Good Structure is Vital
To help the reader follow your reasoning, it is critical to structure your writing well
Sometimes when I first read an article submitted to me as editor for Japan Harvest, I find it confusing. This can be because the subject matter is difficult or the writer hasn’t started well, but often it is because there are structural problems.
Good structure is important, even in a short piece of writing. You need to lead your readers through your article smoothly, without jerking them from topic to topic. Information should be given to your readers as they need it. One sign of bad structure is lots of brackets, dashes, and asides that should have been presented earlier.
Throughout an article, use transition words like “in addition”, “besides”, “however”, “despite”, and “though”. These link your sentences and paragraphs together and give your work structure.
There are different types of structure you can use. Chronological is the most common and easiest. Depending on your topic, step-by-step is another way to give logical progression to your work. Newspapers use an inverted pyramid approach, where they give the most important information at the top but often don’t have a satisfying conclusion.

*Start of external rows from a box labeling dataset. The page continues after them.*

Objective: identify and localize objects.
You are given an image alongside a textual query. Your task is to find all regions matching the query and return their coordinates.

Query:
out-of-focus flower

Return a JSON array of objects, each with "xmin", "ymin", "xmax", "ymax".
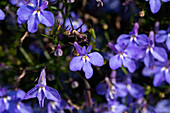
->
[
  {"xmin": 25, "ymin": 69, "xmax": 61, "ymax": 107},
  {"xmin": 17, "ymin": 0, "xmax": 55, "ymax": 33},
  {"xmin": 8, "ymin": 89, "xmax": 33, "ymax": 113},
  {"xmin": 108, "ymin": 42, "xmax": 141, "ymax": 73},
  {"xmin": 54, "ymin": 44, "xmax": 63, "ymax": 56},
  {"xmin": 0, "ymin": 88, "xmax": 11, "ymax": 113},
  {"xmin": 0, "ymin": 9, "xmax": 5, "ymax": 20},
  {"xmin": 153, "ymin": 62, "xmax": 170, "ymax": 86},
  {"xmin": 70, "ymin": 42, "xmax": 104, "ymax": 79},
  {"xmin": 155, "ymin": 28, "xmax": 170, "ymax": 51},
  {"xmin": 142, "ymin": 31, "xmax": 167, "ymax": 67},
  {"xmin": 65, "ymin": 12, "xmax": 87, "ymax": 32},
  {"xmin": 117, "ymin": 23, "xmax": 149, "ymax": 46},
  {"xmin": 9, "ymin": 0, "xmax": 27, "ymax": 7},
  {"xmin": 67, "ymin": 0, "xmax": 75, "ymax": 3},
  {"xmin": 146, "ymin": 0, "xmax": 170, "ymax": 13}
]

You can write from general to specific, or you can frame your work with anecdotes at the beginning and end. Comparison, pros and cons, or cause and effect also can be used to structure an article.
Before starting to write an article, ask yourself these questions about structure:
- What type of structure fits my topic?
- What is my main idea?
- Are there sub-ideas that flow logically from the main idea?

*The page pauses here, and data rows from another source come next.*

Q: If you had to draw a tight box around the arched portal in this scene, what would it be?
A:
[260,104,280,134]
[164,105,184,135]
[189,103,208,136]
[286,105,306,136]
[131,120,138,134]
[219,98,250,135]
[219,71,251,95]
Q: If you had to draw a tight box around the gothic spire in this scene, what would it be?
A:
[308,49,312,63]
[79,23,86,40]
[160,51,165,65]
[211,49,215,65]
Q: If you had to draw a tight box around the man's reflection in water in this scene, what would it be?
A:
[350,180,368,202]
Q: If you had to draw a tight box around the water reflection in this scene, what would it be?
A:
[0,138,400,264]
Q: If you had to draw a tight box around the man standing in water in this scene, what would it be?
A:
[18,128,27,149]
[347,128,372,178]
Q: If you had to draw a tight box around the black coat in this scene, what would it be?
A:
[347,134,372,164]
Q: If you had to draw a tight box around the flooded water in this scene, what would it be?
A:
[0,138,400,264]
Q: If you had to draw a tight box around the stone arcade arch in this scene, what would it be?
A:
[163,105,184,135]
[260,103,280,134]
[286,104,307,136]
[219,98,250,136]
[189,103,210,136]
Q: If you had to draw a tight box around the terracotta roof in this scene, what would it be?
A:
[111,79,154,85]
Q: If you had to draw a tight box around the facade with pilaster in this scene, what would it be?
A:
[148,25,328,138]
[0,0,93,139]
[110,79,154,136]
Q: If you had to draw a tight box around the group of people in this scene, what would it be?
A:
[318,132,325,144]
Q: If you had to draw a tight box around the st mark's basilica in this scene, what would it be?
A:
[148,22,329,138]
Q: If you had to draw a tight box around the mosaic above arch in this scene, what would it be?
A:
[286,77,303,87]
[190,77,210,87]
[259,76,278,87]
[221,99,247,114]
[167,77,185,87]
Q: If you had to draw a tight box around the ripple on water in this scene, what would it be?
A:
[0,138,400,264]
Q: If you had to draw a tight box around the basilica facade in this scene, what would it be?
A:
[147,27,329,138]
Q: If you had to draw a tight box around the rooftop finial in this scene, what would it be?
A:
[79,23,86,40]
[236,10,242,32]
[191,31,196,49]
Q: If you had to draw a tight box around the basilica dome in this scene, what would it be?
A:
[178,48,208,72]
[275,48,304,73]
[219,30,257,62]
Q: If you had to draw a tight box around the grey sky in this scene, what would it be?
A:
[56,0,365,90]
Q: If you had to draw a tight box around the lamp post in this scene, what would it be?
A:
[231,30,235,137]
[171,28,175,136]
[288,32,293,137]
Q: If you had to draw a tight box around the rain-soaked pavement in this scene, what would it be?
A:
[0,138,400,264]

- How are the ideas connected?
- What conclusion do I want to lead my readers to?
Some questions to ask yourself after you’ve written something include:
- Does it have a clear beginning, middle, and end?
- Are the ideas and actions connected to each other?
- Is there a logical progression from beginning to end?
- Does it feel finished?
- Does it feel jerky?
Here is a piece of advice that may inspire you: consider rewarding your reader in the middle of your piece of writing. Place “gold coins” along the way. Anything that rewards the reader is a gold coin: a small anecdote, a startling fact, or a telling quote. After all, “The easiest thing for a reader to do,” argued famed editor Barney Kilgore, “is to quit reading.”1
Thoughtful writers look after their readers by minding the structure of their writing.
1. Roy Peter Clark, Writing Tools: 50 Essential Strategies for Every Writer (New York, Little, Brown and Company, 2006), 156.